Let’s get back to the service objects. This is what we had in the beginning of the post:

```
class ProcessOrder
include Dry::Monads[:result]
def initialize(order) = @order = order
def perform
ApplicationRecord.transaction do
deduct_from_user_account.bind {
prepare_shipment.bind {
update_order_status
}
}.tap { |result|
raise ActiveRecord::Rollback.new(result.failure) if result.failure?
}
end
end
private
def deduct_from_user_account
# ...
end
def prepare_shipment
# ...
end
def update_order_status
# ...
end
end
```

Note that all three actions are completely independent, which makes it the ideal candidate for the applicative approach!
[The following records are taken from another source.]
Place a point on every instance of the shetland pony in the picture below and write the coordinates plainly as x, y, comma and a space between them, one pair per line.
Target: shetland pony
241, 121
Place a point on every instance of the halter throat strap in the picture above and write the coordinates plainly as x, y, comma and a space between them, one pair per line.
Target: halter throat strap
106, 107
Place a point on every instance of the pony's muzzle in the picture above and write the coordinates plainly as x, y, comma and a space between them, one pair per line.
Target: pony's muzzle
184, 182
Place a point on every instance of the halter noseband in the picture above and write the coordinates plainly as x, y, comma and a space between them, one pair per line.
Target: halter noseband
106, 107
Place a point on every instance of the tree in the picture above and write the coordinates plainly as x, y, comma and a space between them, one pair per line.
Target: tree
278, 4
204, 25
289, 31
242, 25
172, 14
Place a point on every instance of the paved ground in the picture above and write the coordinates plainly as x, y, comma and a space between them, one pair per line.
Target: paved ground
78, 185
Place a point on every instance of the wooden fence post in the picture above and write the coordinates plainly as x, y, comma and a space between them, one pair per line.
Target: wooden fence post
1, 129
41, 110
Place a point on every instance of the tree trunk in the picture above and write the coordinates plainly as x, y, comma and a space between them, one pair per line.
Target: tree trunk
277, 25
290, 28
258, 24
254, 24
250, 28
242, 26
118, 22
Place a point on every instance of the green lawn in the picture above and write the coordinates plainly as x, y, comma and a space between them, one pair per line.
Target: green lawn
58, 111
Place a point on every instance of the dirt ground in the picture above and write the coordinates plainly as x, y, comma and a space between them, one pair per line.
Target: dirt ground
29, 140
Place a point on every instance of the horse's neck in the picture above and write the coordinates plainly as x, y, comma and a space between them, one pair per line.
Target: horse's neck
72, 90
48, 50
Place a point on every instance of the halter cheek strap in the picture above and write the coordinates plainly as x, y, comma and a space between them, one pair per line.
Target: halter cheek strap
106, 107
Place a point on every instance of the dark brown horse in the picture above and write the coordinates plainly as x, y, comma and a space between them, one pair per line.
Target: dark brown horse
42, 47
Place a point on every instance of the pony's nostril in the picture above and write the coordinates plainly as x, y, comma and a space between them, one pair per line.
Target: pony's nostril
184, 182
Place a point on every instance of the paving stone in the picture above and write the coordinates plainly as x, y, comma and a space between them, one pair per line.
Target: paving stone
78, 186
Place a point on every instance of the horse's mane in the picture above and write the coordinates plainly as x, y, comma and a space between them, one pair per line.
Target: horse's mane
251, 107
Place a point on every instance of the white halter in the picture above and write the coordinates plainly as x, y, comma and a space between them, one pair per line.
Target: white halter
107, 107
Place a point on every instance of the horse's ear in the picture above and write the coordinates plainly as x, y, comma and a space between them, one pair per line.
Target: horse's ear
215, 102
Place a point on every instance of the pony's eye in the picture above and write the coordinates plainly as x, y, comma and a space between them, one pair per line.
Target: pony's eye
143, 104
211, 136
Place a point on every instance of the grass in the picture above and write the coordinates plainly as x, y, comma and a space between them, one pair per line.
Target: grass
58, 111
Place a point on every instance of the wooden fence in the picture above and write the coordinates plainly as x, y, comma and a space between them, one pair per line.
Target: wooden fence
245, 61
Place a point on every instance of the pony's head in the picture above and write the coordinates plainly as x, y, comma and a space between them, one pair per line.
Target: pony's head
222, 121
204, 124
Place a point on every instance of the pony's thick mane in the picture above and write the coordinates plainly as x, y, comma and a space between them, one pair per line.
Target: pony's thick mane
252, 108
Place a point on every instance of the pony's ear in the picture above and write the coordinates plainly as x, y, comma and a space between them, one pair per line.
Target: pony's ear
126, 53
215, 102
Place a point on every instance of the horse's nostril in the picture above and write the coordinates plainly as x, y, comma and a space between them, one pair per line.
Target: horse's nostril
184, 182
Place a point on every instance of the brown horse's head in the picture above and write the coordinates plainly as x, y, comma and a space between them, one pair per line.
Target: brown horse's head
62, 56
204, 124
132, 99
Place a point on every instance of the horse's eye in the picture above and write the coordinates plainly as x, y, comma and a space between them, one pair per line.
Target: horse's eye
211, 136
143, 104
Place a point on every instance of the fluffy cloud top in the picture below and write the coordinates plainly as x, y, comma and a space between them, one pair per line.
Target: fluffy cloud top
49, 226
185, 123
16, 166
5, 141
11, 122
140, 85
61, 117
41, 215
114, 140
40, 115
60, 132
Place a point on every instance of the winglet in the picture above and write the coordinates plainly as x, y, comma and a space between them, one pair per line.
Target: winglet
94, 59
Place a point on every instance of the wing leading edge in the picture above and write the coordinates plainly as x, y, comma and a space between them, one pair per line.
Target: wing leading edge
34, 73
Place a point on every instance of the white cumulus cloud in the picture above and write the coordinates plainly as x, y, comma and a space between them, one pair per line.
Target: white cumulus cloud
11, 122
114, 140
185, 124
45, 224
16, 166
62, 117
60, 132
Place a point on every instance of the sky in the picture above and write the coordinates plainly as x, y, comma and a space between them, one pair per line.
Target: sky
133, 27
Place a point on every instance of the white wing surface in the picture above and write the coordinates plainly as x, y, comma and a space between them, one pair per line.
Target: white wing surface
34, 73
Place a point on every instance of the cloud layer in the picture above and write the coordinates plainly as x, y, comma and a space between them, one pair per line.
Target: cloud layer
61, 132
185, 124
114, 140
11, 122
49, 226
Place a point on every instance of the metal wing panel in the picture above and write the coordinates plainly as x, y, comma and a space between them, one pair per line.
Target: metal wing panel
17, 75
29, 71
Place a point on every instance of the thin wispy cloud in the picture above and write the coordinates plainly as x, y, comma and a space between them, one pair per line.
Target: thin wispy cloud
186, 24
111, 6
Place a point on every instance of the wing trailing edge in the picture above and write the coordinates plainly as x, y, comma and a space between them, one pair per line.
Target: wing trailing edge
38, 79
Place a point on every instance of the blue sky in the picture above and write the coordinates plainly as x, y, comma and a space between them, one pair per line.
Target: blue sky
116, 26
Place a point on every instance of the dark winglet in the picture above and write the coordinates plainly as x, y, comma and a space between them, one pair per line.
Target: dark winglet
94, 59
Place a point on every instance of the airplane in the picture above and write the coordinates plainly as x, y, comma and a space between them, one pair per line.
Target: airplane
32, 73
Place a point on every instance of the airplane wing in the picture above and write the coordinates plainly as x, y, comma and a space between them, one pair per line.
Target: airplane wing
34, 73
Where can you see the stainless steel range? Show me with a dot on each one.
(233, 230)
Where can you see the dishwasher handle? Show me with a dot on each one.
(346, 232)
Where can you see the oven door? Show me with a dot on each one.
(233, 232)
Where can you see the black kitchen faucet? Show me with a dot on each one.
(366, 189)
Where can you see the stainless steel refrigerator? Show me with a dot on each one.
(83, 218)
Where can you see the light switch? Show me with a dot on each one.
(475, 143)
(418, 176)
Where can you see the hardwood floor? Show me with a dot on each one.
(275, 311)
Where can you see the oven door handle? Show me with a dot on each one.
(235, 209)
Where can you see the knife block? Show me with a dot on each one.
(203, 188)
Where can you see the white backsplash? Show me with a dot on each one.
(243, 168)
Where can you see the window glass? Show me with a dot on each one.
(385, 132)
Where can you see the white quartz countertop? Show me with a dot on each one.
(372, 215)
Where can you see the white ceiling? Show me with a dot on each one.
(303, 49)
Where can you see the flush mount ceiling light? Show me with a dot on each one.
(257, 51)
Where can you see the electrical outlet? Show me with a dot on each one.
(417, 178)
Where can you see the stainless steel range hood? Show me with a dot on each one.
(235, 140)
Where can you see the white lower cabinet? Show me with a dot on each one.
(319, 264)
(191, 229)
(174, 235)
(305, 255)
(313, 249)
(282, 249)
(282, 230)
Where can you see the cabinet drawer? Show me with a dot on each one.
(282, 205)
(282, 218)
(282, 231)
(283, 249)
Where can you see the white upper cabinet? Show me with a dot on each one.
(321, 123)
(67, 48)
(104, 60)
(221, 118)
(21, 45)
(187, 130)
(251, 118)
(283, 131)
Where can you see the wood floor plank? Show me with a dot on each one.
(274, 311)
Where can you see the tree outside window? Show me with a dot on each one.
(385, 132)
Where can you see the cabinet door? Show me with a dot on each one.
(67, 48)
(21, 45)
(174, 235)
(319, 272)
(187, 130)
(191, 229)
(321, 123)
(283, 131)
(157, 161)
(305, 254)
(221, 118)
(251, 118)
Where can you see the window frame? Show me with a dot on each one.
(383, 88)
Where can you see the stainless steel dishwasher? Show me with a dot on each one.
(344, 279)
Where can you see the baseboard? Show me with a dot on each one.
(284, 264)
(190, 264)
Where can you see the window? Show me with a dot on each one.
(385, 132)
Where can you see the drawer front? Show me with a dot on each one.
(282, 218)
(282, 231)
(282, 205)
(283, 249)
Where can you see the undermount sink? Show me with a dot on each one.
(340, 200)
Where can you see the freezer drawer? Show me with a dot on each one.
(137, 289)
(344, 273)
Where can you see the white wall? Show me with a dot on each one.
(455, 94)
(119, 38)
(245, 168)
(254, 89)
Let’s update the service object itself:

```
class ProcessOrder < MultiStepService
def initialize(order) = @order = order
add_step :deduct_from_user_account
add_step :prepare_shipment
add_step :update_order_status
def deduct_from_user_account
# ...
end
def prepare_shipment
# ...
end
def update_order_status
# ...
end
end
```

Now we need to add the base class:

```
def identity(value) = value # the most helpful function ever
def Right(value = method(:identity)) = Either::Right.new(value) # but we need it to make application work
def Left(error = method(:identity)) = Either::Left.new(error)
class MultiStepService
class << self
def add_step(step) = steps << step
def steps = @steps ||= []
end
def perform
ApplicationRecord.transaction do
self.class.steps
.reduce(Right()) { |result, step| result ^ send(step) }
.on_error { |error| raise ActiveRecord::Rollback.new(error) }
end
end
end
```

`#add_step`

collects a list of methods to be called. `#perform`

reduces steps using the `Right()`

as the initial value. `Right()`

holds the function that just returns a value passed to it (`identity`

), which makes the application work: `^`

will run steps until we execute them all or get the first error.

You can find the full example here.

## So the only use of applicatives is error handling?
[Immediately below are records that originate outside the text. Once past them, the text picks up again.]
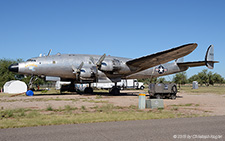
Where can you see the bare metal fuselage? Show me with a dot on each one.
(61, 66)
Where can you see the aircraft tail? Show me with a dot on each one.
(209, 60)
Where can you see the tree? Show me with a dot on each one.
(5, 74)
(180, 78)
(207, 78)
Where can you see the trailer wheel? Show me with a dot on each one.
(142, 87)
(158, 96)
(173, 96)
(174, 89)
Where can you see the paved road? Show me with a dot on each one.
(159, 129)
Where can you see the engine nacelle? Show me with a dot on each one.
(86, 73)
(107, 66)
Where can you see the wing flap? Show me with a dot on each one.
(161, 57)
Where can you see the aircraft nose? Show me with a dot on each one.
(14, 67)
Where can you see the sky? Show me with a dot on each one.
(124, 28)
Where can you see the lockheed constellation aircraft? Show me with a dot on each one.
(80, 68)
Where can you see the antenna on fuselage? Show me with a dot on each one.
(49, 52)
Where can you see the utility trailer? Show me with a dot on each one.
(161, 90)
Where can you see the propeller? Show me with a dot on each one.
(77, 71)
(99, 62)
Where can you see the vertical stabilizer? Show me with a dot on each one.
(209, 57)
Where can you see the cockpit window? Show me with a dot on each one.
(31, 60)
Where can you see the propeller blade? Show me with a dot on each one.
(99, 63)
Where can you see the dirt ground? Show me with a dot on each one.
(202, 104)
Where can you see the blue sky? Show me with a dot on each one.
(125, 28)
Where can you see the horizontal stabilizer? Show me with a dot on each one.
(162, 57)
(209, 60)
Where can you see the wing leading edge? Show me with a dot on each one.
(152, 60)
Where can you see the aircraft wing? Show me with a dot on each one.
(152, 60)
(195, 64)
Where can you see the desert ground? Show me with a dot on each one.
(208, 104)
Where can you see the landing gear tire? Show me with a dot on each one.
(115, 91)
(88, 90)
(173, 96)
(158, 96)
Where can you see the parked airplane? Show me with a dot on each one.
(79, 68)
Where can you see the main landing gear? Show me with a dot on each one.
(88, 90)
(115, 90)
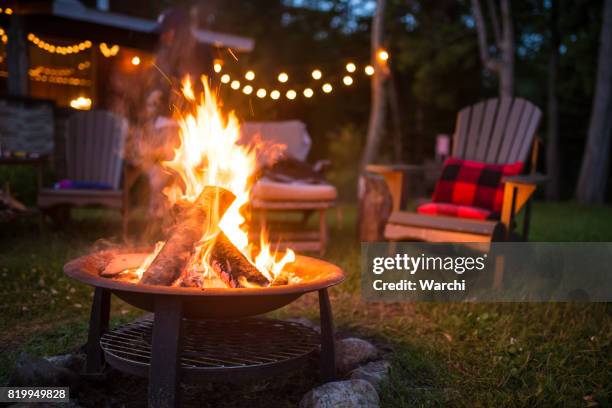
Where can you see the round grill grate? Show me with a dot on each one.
(214, 345)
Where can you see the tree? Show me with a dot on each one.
(595, 162)
(552, 140)
(377, 109)
(503, 63)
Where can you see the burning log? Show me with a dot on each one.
(232, 266)
(192, 224)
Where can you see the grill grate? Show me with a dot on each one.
(217, 344)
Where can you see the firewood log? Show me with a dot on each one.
(192, 223)
(232, 266)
Nope! In this post we explored a single container called `Either`

(and `Maybe`

, because it’s almost the same thing), but there are many more data structures that can implement `Functor`

and `Applicative`

interfaces! Also, the implementation of the applicative functor that follows the laws can be either used as the argument of other functions or have some extensions (like `Monad`

). These way of combining functions can lead us to more complex and interesting calculations.

## Outro

Railway programming gives us a clearer way to handle errors: we describe a golden path and errors are handled by the external code in the predictable way. It is usually implemented using `Either`

/`Maybe`

monads, but we saw how to replace them with applicative functors in cases when steps are completely independent.

There is a common mistake to think that monads and applicative functors can be used only for that. In the next post we will see how different data structures can implement the `Applicative`

interface and what interesting behavior they can provide to us.